Психология и методология образования
  • Главная
  • 11. Трансляция нравственных норм

11. Трансляция нравственных норм

1. Об аксиолого-антропологической перспективе СМД-подхода 
2. Антропологический дискурс Г.П.Щедровицкого
3. Аксиолого-антропологические проблемы в этике Н.Гартмана
4. Человек как индивид и «его» ценности
5. Человек как личность: свобода и ответственность
6. Мораль и ее законы
7. Феноменология нравственной жизни
8. Этика Гартмана и антропологический дискурс СМД-подхода
9. «Ценности» Гартмана и «культурные нормы» в планах функционирования и генезиса
10. Общественная культура и личность
11. Трансляция нравственных норм
12. Аксиология нравственной жизни и этос личности

Естественно, что истолкование аксиологии Гартмана в рамках парадигматики СМД-подхода порождает целый ряд специфических проблем.

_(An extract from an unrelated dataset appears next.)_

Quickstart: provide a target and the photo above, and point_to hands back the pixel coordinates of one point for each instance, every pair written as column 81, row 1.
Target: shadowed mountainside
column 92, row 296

Для Гартмана достаточно было поместить ценности в идеальное бытие и определить их модальность как должного в нем, чтобы размышлять об этических проблемах. Тем самым их вечное и неизменное, надысторическое существование в его дискурсе было обеспечено. Интерпретация ценностей в качестве особого класса культурных норм (составляющих исторических моралей) означает, что они особым же образом транслируются в рамках своей культуры. Здесь действует принцип – то, что не транслируется не входит в состав актуальной культуры. А значит вполне уместен и даже неизбежен вопрос – в чем специфика их трансляции, если выйти за границы предельно идеализованной схемы воспроизводства деятельности в которой все культурные нормы на одно лицо. И ответ на него сложен и неочевиден.

Сложность и неочевидность связаны, прежде всего, с самим характером нравственных ценностей (норм), обычно перечисляемый ряд которых включает именование таких добродетелей как «справедливость», «мудрость», «храбрость», «самообладание», «доверие», «милосердие», «скромность», «любовь», «верность» и т.п. замечательные вещи. В учебниках этики описание содержания понятий о каждой из такого рода сущностей занимает множество страниц текста, включающего фрагменты классических сочинений по этике и примеры поведения героев художественных текстов или подвигов «отцов».

Хотя этика рекомендует себя как науку, область научного знания о человеке и т.п., но с современной наукой у нее мало общего. Характерно признание авторов современного учебника по этике. «Первая развернутая систематическая работа по этике, которая была одновременно и первым учебным курсом по этой дисциплине, – «Никомахова этика» Аристотеля – оказалась первой не только во времени, но и по значению. Написанная в IV веке до нашей эры, она и сегодня остается одной из лучших систематизаций этики; в частности, наш предлагаемый в конце XX века учебник многое заимствовал из того первого аристотелевского курса» (Гусейнов и Апресян 2000, с.2). Трудно себе представить в современном учебнике по общей или специальной физике возможность признания, что он многое заимствовал из аристотелевской «Физики» [1].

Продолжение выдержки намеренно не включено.